New Zealand manufacturing recorded increased expansion in June, according to the latest ANZ-Business NZ Performance of Manufacturing Index (PMI).

New Zealand’s PMI value increased from 54.1 in May to 62.2 in June (a PMI reading above 50 points indicates expansion and below 50 indicates decline). This remains 9.0 points higher than June 2003, when a lift in activity from May to June was also recorded.

All five sub-indexes recorded expansion in June, led by new orders (67.7), which continues as the highest sub-index throughout 2004, indicating further expansion in the future. The production and deliveries of raw materials indexes also recorded strong expansion with values over 60, while the employment and finished stocks indexes experienced moderate expansion.

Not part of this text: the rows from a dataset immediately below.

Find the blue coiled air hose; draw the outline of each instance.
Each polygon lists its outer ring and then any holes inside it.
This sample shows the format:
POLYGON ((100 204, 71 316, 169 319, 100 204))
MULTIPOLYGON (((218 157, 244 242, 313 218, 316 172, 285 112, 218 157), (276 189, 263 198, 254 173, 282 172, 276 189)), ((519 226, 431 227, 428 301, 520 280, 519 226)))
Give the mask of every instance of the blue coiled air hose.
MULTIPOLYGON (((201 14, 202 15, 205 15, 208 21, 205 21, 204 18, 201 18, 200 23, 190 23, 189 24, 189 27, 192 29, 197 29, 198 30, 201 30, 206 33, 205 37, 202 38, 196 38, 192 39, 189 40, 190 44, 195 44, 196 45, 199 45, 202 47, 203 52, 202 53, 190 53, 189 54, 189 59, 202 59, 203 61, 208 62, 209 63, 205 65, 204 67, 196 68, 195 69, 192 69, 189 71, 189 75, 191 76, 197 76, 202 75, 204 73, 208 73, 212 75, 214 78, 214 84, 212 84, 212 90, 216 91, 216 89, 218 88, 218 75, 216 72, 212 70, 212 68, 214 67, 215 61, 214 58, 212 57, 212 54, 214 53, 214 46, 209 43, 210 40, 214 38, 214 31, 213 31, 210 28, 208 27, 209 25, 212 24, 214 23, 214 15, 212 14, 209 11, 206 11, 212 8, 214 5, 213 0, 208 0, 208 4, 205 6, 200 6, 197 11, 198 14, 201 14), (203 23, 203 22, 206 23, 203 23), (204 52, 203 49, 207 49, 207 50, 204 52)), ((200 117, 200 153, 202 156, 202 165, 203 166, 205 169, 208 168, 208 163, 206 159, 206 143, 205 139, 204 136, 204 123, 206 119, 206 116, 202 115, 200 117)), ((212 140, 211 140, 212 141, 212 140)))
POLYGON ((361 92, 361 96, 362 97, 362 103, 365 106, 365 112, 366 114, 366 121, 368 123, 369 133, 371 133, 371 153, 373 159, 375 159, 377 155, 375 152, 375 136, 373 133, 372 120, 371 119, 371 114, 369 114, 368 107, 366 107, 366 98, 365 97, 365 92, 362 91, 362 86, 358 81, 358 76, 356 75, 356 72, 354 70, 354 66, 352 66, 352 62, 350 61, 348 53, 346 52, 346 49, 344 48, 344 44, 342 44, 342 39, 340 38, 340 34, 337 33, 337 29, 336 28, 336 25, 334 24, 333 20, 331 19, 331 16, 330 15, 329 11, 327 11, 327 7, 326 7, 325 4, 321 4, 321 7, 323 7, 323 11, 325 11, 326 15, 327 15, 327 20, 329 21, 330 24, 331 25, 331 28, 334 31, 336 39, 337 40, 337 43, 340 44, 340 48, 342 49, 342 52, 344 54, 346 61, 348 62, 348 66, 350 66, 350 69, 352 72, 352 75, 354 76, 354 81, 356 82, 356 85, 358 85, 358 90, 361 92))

All regions continued to record expansion, with the Northern region indicating the strongest level, closely followed by Canterbury/Westland. The Otago/Southland region continued to record a stronger level of expansion, but was still 5.6 points lower than in June 2003.

The machinery & equipment sector noted a strong increase in orders during June, notably from overseas. A lack of raw materials was hindering the metal product sector from further expansion, and although the textiles, clothing, footwear & leather sector recorded overall expansion for June, comments reflected a seasonal fashion cycle as sales had dropped from May.

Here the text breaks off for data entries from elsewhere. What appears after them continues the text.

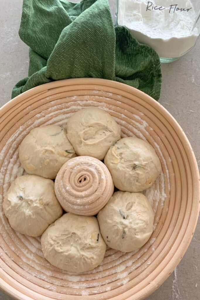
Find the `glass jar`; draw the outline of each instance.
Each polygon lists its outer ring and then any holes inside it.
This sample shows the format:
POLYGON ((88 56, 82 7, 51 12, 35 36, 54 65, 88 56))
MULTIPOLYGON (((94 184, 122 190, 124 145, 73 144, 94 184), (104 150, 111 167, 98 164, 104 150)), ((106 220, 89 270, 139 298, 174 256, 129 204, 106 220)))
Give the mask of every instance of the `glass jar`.
POLYGON ((118 0, 117 25, 151 46, 161 62, 178 59, 200 34, 199 0, 118 0))

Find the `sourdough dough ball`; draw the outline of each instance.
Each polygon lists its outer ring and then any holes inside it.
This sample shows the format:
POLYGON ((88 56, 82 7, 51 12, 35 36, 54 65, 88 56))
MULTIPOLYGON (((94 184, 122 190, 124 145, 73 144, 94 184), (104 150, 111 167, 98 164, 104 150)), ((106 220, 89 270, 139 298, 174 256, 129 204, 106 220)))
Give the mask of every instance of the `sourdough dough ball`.
POLYGON ((96 218, 71 213, 49 226, 41 244, 45 257, 52 264, 75 273, 97 267, 106 249, 96 218))
POLYGON ((76 112, 69 119, 66 129, 78 155, 100 160, 109 147, 120 138, 120 128, 112 117, 97 107, 76 112))
POLYGON ((151 235, 154 217, 142 193, 114 193, 97 216, 101 233, 108 246, 123 252, 142 247, 151 235))
POLYGON ((112 146, 104 163, 121 190, 141 192, 151 186, 161 170, 153 147, 136 137, 124 137, 112 146))
POLYGON ((76 155, 64 128, 49 125, 34 128, 19 147, 20 162, 28 174, 55 178, 63 164, 76 155))
POLYGON ((41 236, 62 214, 52 180, 35 175, 17 177, 4 200, 3 210, 15 230, 31 236, 41 236))

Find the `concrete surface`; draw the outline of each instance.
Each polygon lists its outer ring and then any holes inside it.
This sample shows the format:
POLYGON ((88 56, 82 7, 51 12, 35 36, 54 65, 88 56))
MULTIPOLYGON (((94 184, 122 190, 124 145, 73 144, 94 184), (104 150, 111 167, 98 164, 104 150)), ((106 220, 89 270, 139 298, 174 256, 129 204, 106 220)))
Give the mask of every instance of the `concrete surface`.
MULTIPOLYGON (((28 74, 28 47, 18 36, 22 0, 1 2, 0 76, 1 106, 12 88, 28 74)), ((110 0, 114 17, 115 2, 110 0)), ((195 47, 175 62, 162 65, 163 84, 160 102, 185 131, 200 166, 200 39, 195 47)), ((147 300, 200 299, 200 223, 182 261, 162 285, 147 300)), ((0 292, 0 300, 12 298, 0 292)))

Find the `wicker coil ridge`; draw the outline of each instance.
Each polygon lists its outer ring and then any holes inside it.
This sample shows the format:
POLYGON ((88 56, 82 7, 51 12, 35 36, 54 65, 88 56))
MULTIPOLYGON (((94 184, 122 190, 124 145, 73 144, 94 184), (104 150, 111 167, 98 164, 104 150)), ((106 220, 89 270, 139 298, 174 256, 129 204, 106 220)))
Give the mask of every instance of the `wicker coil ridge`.
POLYGON ((61 167, 55 188, 58 201, 66 212, 93 216, 107 203, 113 194, 114 185, 102 162, 89 156, 78 156, 61 167))
POLYGON ((54 81, 21 94, 0 109, 0 287, 24 300, 142 300, 173 272, 185 253, 199 215, 200 179, 194 155, 181 128, 159 103, 123 83, 85 78, 54 81), (92 106, 108 112, 121 136, 136 136, 155 149, 162 172, 145 194, 155 214, 154 232, 140 249, 108 249, 101 265, 75 274, 44 258, 40 238, 15 232, 2 211, 10 185, 24 170, 18 148, 32 128, 66 124, 92 106))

Export activity was generally positive across firms for June, with many reporting a pick-up in new orders from standard exporting countries such as Australia and the US, as well as emerging markets such as China. Increases in the cost of raw materials from abroad in the chemicals sector continue to be reported as concerns, while exchange rate growth had cooled off any further gains in exports for the wood & paper product sector.